In fact, the Court did issue 26 unanimous decisions throughout the term, including two in cases in which Samuel A. Alito Jr. did not participate (because he had not yet joined the Court when the cases were argued). In Rumsfeld v. Forum for Academic and Institutional Rights, the Court voted 8-0 to uphold the so-called Solomon Amendment, a federal law that requires universities to grant military recruiters access that is “at least equal in quality and scope” to the access it provides other recruiters or else face the loss of all federal funding. And in Gonzales v. 0 Centro Espirita Beneficente Uniao do Vegetal, the Court ruled 8-0 that the government had so far failed to demonstrate a “compelling interest” in barring a religious sect from engaging in the “sacramental use” of a hallucinogenic tea known as hoasca.
The Court also decided eight other cases in which no dissents but at least one concurring opinion were filed. Still, by the time the Court issued its final decisions for the Term on June 29, it was clear that, at least when it comes to the most controversial (and hence most-watched) cases, the chief justice is going to have his hands full trying to forge any convincing consensus on this Court. In all, 16 of these cases were decided by a bare five-vote majority.
The problem facing the chief justice in this regard is that in high-profile cases such as Hamdan v. Rumsfeld, Justices Antonin Scalia, Clarence Thomas, and Alito tend to align their votes with Roberts, while Justices John Paul Stevens, David Souter, Ruth Bader Ginsburg, and Stephen Breyer do not. It is thus frequently left to Justice Anthony M. Kennedy to determine the outcome of the case, either by casting his lot with one faction or the other, or even, as he did in Rapanos v. United States, by creating a 4-1-4 result after writing an opinion no other justice would join.
In Hamdan, for example, Kennedy, along with Souter, Ginsburg, and Breyer, joined Stevens’s opinion that the military commissions established by the Bush administration at Guantanamo Bay lack the power to proceed because their struc-ture and procedures violate both the Uniform Code of Military Justice and the Geneva Conventions.
Kennedy even ended up writing an opinion in League of United Latin American Citizens v.

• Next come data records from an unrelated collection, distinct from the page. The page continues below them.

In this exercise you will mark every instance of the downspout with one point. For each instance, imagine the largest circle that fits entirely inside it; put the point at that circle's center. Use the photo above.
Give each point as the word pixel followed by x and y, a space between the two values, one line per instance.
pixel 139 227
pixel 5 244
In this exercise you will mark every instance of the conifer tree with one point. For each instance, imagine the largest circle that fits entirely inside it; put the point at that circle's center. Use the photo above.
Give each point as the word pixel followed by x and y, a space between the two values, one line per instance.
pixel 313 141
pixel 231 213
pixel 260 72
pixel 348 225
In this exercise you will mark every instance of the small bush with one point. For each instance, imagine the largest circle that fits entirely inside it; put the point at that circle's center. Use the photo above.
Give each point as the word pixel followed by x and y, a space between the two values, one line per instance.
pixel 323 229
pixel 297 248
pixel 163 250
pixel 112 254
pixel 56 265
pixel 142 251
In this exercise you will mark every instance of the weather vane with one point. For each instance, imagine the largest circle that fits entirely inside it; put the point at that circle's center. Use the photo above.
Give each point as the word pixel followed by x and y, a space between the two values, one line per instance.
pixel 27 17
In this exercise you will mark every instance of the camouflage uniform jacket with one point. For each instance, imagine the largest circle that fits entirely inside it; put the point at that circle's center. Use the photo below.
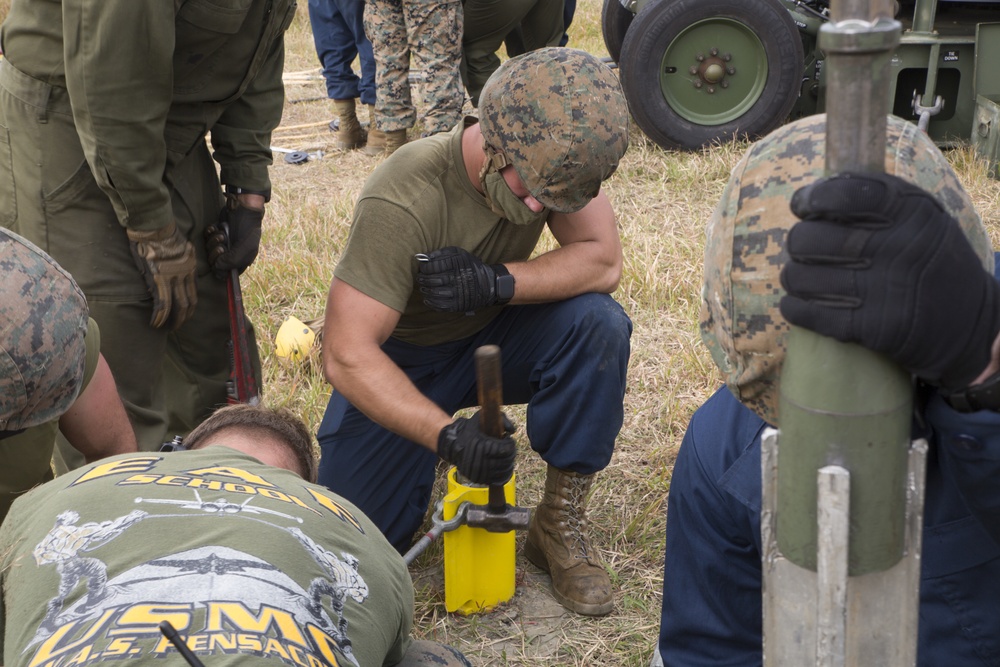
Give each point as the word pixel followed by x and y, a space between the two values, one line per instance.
pixel 147 81
pixel 712 575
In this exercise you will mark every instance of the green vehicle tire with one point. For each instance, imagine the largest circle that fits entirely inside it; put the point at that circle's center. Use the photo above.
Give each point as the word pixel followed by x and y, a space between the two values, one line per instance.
pixel 697 72
pixel 615 21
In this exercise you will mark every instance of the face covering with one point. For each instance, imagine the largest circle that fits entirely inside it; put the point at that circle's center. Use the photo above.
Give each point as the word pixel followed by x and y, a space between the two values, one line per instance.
pixel 499 197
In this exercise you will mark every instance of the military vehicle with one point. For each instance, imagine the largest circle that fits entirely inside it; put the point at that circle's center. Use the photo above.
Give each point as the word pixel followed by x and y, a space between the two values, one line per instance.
pixel 697 72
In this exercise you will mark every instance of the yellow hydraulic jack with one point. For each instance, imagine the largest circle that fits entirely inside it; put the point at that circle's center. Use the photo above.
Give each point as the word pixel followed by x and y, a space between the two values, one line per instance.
pixel 478 522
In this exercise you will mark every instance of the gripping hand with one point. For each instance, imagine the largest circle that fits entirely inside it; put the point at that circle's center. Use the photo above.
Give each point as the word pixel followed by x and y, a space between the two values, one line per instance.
pixel 243 223
pixel 167 263
pixel 479 458
pixel 877 261
pixel 454 280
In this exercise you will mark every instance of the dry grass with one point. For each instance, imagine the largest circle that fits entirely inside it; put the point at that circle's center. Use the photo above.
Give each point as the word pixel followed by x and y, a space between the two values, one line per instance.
pixel 662 200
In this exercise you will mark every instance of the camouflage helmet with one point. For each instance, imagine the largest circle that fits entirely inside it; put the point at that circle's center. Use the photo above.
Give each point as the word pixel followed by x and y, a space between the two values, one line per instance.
pixel 43 321
pixel 559 117
pixel 745 246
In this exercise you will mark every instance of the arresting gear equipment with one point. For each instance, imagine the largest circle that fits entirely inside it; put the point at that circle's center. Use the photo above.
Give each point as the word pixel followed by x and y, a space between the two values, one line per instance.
pixel 478 521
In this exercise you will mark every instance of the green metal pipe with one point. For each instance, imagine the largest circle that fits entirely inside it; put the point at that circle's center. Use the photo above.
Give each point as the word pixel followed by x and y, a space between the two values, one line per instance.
pixel 923 16
pixel 840 403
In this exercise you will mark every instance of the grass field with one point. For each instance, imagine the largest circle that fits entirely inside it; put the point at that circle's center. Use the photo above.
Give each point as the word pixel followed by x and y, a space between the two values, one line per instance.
pixel 662 200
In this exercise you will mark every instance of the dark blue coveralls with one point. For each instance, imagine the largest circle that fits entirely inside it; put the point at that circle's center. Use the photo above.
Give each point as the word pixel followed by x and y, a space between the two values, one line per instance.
pixel 712 579
pixel 567 360
pixel 339 35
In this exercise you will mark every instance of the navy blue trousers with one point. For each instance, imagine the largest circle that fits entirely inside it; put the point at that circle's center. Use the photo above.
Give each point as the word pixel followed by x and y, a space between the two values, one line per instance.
pixel 339 34
pixel 566 360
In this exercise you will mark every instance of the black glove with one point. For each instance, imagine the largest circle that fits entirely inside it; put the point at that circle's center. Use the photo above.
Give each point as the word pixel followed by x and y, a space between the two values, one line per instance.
pixel 479 458
pixel 455 281
pixel 877 261
pixel 240 249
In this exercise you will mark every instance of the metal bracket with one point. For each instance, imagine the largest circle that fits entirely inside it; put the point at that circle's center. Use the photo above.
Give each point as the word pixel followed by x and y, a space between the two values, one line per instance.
pixel 439 526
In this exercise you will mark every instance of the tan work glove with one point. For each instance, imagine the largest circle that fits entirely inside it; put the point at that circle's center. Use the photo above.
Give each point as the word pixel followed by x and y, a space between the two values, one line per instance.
pixel 167 263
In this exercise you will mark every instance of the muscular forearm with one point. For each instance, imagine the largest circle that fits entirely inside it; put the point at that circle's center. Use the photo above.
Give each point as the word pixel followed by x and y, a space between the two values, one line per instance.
pixel 96 424
pixel 565 272
pixel 378 388
pixel 588 259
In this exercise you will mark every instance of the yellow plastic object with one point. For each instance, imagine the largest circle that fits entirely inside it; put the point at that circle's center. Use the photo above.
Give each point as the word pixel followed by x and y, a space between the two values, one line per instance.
pixel 294 339
pixel 478 564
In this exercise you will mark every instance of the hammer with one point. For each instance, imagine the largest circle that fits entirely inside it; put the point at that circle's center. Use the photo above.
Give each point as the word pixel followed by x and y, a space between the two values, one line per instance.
pixel 497 516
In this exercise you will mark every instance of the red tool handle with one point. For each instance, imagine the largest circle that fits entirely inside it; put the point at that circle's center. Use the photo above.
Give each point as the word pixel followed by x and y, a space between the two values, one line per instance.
pixel 490 390
pixel 242 385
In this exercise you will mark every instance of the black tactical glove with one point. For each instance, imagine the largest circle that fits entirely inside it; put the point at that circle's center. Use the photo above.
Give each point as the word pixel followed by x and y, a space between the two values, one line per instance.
pixel 479 458
pixel 877 261
pixel 456 281
pixel 243 224
pixel 166 261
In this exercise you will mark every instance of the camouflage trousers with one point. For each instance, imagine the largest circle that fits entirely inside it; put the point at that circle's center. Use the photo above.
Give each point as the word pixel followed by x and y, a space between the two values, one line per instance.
pixel 525 25
pixel 431 32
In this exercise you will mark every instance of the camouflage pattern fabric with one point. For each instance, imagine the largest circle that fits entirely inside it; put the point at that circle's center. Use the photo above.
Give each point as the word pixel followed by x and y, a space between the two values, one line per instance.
pixel 745 246
pixel 43 321
pixel 431 32
pixel 559 117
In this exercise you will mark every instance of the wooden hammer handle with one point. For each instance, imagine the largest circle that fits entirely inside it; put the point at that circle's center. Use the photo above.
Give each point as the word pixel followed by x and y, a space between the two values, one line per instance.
pixel 490 388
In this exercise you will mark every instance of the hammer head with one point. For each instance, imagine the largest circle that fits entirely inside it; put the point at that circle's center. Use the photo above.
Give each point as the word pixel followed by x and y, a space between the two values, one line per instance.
pixel 502 520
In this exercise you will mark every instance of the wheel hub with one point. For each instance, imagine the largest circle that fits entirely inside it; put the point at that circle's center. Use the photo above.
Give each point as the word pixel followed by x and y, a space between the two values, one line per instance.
pixel 712 70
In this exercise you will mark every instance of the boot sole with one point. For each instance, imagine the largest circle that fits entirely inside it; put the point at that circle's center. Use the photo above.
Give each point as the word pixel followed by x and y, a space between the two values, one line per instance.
pixel 537 558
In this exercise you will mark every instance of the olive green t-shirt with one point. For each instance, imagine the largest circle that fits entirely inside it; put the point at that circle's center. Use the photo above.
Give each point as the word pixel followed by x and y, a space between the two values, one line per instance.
pixel 419 200
pixel 248 562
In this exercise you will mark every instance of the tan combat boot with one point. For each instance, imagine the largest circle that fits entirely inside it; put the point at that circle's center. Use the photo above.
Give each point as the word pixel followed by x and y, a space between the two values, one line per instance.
pixel 558 543
pixel 349 134
pixel 379 142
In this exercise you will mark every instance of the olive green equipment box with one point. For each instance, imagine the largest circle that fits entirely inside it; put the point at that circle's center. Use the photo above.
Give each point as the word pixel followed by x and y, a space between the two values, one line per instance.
pixel 696 72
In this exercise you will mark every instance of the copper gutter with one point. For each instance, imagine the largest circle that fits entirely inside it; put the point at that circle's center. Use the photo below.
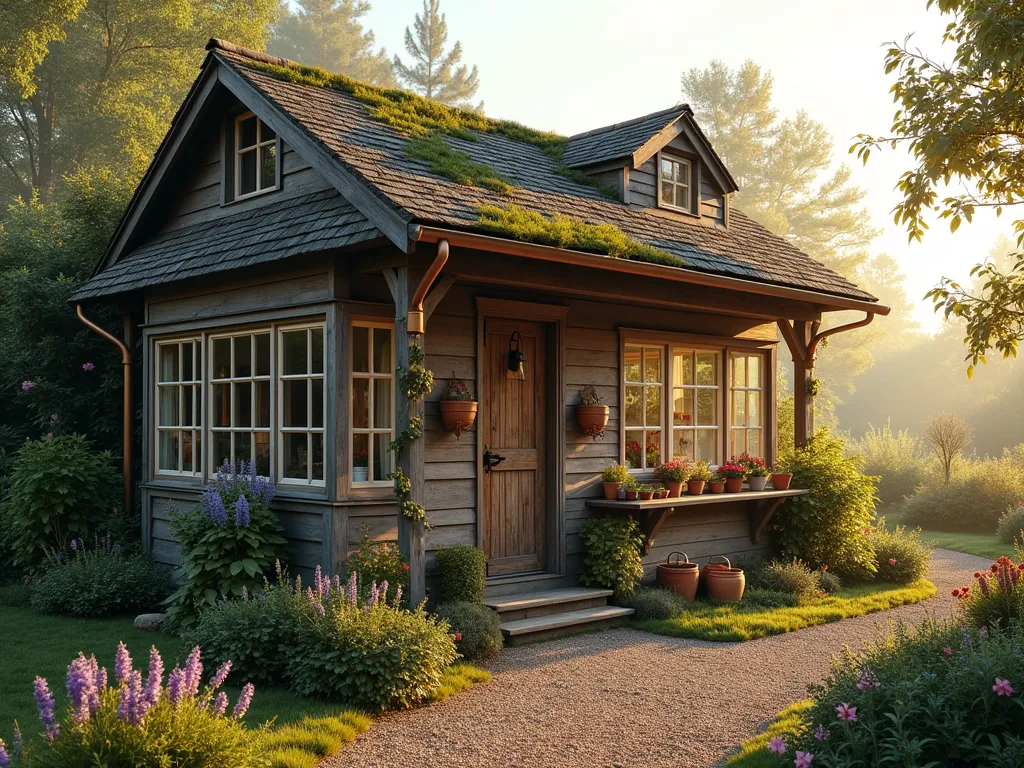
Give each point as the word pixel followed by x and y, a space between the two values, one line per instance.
pixel 126 363
pixel 678 274
pixel 415 321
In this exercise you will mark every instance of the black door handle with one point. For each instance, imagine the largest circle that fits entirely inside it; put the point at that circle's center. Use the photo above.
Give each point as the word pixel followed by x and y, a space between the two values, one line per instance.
pixel 491 460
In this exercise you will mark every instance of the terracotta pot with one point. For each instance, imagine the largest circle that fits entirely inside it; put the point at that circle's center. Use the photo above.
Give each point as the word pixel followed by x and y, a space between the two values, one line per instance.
pixel 724 582
pixel 733 484
pixel 679 576
pixel 593 420
pixel 757 483
pixel 694 487
pixel 458 416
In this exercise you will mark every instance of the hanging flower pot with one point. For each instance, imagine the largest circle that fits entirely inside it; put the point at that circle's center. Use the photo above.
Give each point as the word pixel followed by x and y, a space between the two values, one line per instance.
pixel 724 582
pixel 679 576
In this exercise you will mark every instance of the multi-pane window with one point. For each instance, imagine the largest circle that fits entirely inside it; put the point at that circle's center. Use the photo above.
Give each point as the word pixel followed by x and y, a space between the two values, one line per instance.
pixel 255 156
pixel 301 403
pixel 643 381
pixel 372 367
pixel 747 413
pixel 695 404
pixel 240 399
pixel 674 179
pixel 179 398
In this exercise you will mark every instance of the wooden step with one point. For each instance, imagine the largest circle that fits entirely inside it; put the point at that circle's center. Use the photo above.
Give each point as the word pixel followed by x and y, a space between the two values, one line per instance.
pixel 570 622
pixel 545 602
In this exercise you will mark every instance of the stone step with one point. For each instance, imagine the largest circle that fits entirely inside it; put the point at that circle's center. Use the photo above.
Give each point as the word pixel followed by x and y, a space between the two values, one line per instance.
pixel 553 625
pixel 545 602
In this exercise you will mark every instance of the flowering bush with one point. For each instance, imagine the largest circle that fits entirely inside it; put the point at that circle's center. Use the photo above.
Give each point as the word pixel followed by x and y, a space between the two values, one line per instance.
pixel 229 542
pixel 99 581
pixel 139 722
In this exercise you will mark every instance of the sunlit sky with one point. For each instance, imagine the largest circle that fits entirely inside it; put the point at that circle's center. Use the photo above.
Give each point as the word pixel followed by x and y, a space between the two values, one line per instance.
pixel 569 66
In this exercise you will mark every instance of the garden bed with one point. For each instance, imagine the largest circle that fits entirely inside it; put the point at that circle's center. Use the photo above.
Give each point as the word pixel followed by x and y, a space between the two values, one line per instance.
pixel 736 622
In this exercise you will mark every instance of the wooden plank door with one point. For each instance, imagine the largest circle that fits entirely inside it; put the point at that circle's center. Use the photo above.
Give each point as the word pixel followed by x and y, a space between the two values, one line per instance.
pixel 514 415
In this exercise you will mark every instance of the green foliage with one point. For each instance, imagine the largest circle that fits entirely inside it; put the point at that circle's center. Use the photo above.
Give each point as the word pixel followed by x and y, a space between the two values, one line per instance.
pixel 612 558
pixel 826 527
pixel 100 581
pixel 900 556
pixel 652 602
pixel 477 629
pixel 60 489
pixel 565 231
pixel 464 572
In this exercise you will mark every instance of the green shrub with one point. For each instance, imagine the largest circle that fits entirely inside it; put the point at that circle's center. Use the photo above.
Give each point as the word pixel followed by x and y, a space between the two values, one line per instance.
pixel 612 558
pixel 827 526
pixel 464 572
pixel 477 629
pixel 900 557
pixel 229 542
pixel 793 578
pixel 653 602
pixel 99 582
pixel 1011 525
pixel 60 489
pixel 375 562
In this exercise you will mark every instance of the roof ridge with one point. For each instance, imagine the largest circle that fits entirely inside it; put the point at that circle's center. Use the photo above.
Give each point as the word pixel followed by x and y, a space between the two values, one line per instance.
pixel 681 109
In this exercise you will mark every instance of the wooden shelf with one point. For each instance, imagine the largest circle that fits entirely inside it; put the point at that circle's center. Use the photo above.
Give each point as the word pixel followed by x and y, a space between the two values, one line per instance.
pixel 761 505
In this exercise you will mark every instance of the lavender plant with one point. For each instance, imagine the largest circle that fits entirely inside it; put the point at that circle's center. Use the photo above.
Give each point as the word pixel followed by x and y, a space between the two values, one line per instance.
pixel 229 542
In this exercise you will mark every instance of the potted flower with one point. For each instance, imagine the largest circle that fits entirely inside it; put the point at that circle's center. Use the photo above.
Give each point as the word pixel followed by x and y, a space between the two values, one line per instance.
pixel 733 474
pixel 699 475
pixel 592 413
pixel 613 477
pixel 458 407
pixel 673 474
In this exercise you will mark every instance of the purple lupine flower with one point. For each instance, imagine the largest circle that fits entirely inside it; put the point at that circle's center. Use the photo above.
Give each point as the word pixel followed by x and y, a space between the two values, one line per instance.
pixel 122 664
pixel 220 675
pixel 242 513
pixel 155 678
pixel 44 705
pixel 220 704
pixel 245 698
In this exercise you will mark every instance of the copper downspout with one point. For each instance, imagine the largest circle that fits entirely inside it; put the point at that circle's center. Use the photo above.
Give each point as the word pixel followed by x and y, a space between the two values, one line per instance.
pixel 415 322
pixel 126 363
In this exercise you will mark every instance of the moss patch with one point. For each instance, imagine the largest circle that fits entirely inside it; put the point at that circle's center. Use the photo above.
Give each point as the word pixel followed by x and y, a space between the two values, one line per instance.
pixel 734 622
pixel 565 231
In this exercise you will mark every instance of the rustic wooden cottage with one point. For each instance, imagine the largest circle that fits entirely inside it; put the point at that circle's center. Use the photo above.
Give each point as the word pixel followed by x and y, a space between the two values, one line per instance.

Perry that headed up a conservative majority for one aspect of the case (rejecting a charge of illegal gerrymandering brought against Republican statewide redistricting moves in Texas) and a liberal majority for another (upholding a Voting Rights Act challenge to the dismemberment of a specific Latino-majority congressional district).
Meanwhile, the 4-1-4 result that Kennedy’s lone opinion caused in the Rapanos case had the immediate effect of leaving a cloud of doubt over the true contours of federal jurisdiction to regulate wetlands under the 1972 Clean Water Act. The broader impact of Kennedy’s opinion, however, may have been the defiant message it sent to the rest of the Court and particularly to the chief justice, whose Georgetown speech was then less than a month old.
“It is unfortunate that no opinion commands a majority of the Court,” the chief justice noted in Rapanos. “Lower courts and regulated entities will now have to feel their way on a case-by-case basis.”